Posée à côté du restaurant, bordant le petit parking, la Pierre du Moëllé est un gros rocher large, incongru, comme tombé du ciel juste au niveau du col, ou posé là par Gulliver, ou peut-être encore était-ce un Ork vert monstrueux et musculeux qui se serait fossilisé là, terrassé par le manque d’oxygène et séché par la chaleur estivale intense. A vrai dire, cette pensée n’est ni hasardeuse, ni éloignée de la réalité du moment. A cet instant de la journée, le col est écrasé par un soleil de plomb qui semble repousser les rares atomes d’oxygène loin au-delà des crêtes, là où l’ombre des parasols accueille des formes alanguies et ambrées et où la fraicheur de la bière condense l’air humide qui s’écoule lentement sur l’extérieur des verres.
On atteint le col de la Pierre du Moëllé en quittant la route du col des Mosses juste après Le Sepey. Peu visible dans une épingle à droite, sinon par le marquage des panneaux jaunes du tourisme pédestre, une étroite route d’alpage s’élève au-dessus du village, jusqu’à atteindre le col de la Pierre du Moëllé. De là, un petit chemin pierreux s’élève derrière le restaurant à travers le pâturage et franchit la bosse de crête pour atteindre une bâtisse de bois, une grange isolée posée sur un replat. Juste à côté naît une étrange bordure rocheuse qui sort de terre et s’élève lentement, formant une longue falaise presque verticale d’une dizaine de mètres de haut. C’est un long mur irrégulier, parcouru de fissures, de cassures et de goulottes, sur lequel s’accrochent, s’agrippent, se hissent de gros insectes colorés et casqués le long de leurs fils de Nylon. Le site de grimpe de la Pierre du Moëllé est vaste, confortable et plaisant, si ce n’est l’absence totale d’ombre. Aussi, en plus du matériel de grimpe, il n’est pas superflu de se munir d’un large chapeau léger et d’une réserve suffisante de boissons, sans alcool de préférence, puisque l’indispensable bière fraîche peut être consommée au retour au petit restaurant du col.

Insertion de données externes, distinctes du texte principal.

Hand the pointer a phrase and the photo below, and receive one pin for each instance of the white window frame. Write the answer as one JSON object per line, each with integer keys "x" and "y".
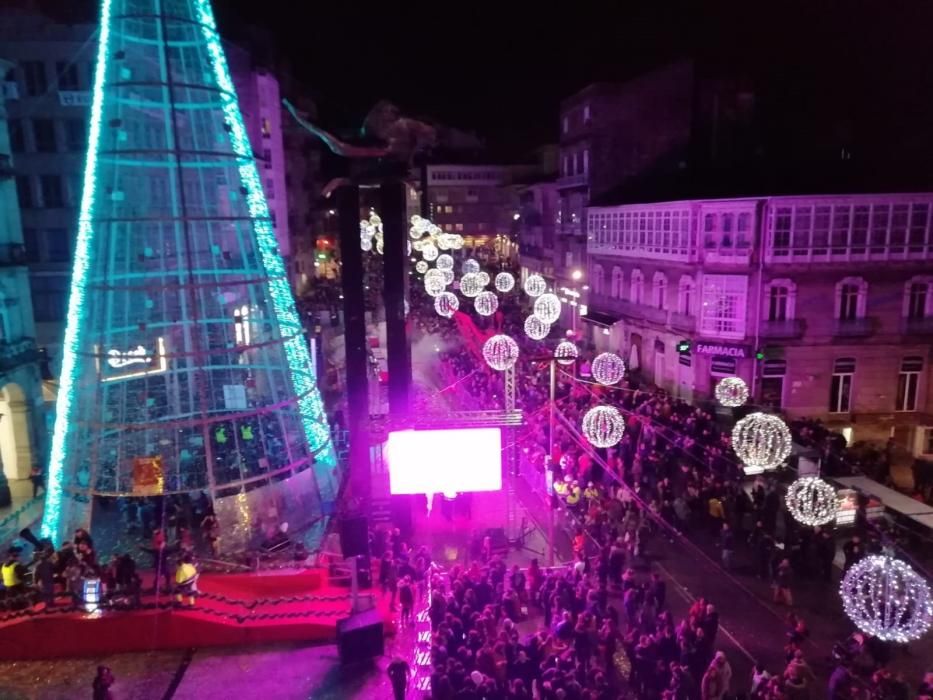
{"x": 861, "y": 299}
{"x": 716, "y": 291}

Chouette, située entre la Tour de Famelon et la Pierre du Moëllé, est l’un des rares secteurs de la région qui se prête aussi bien pour s’initier à l’escalade, y compris celle en tête, avec des voies protégées par des spits rapprochés. Le rocher calcaire est excellent et rugueux, posé dans un cadre exceptionnel. Les noms des voies, plutôt rigolos, sont écrits sur la pierre au départ. A Trouille, Gaz, Tic, Tac et j’en passe, coté à 6 et plus, on a préféré une nature plus chantante, Oisillon, Hulotte et une ascension plus pragmatique Echelle. Mais, faute de temps, on a laissé au Nid, Grand Duc, Grand corbeau, Choucas et Poulet (faute de frites …).
Le site de la Pierre du Moëllé est bien adapté à l’escalade des débutants et des enfants. Le site est composé de cinq secteurs ; Rochers de la Latte, Chouette, Chien qui dort, Grande cannelures et Grande évasion. Le pied des voies est bien aménagé. Si l’on excepte le tout petit Sylvain, qui gambade du haut de ses dix-sept mois, découvre l’espace alentours sur ses petites jambes et affronte quelques gros cailloux avec une volonté remarquable, Ellowenne, la plus jeune d’entre nous, s’accroche à la paroi, grimpe avec aisance et élégance. Prenant des postures dignes d’une danseuse classique, elle s’élève apparemment sans difficulté, descend en rappel, sautille contre le rocher le dos au vide, puis en redemande, et remonte, encore et encore, infatigable. Et Kalista aussi n’est pas en reste ; agile et athlétique, elle aligne les longueurs avec rapidité et aisance, si facilement, que l’observateur-assureur en retient quand même une once de jalousie. Ah, belle jeunesse …
Magnifique !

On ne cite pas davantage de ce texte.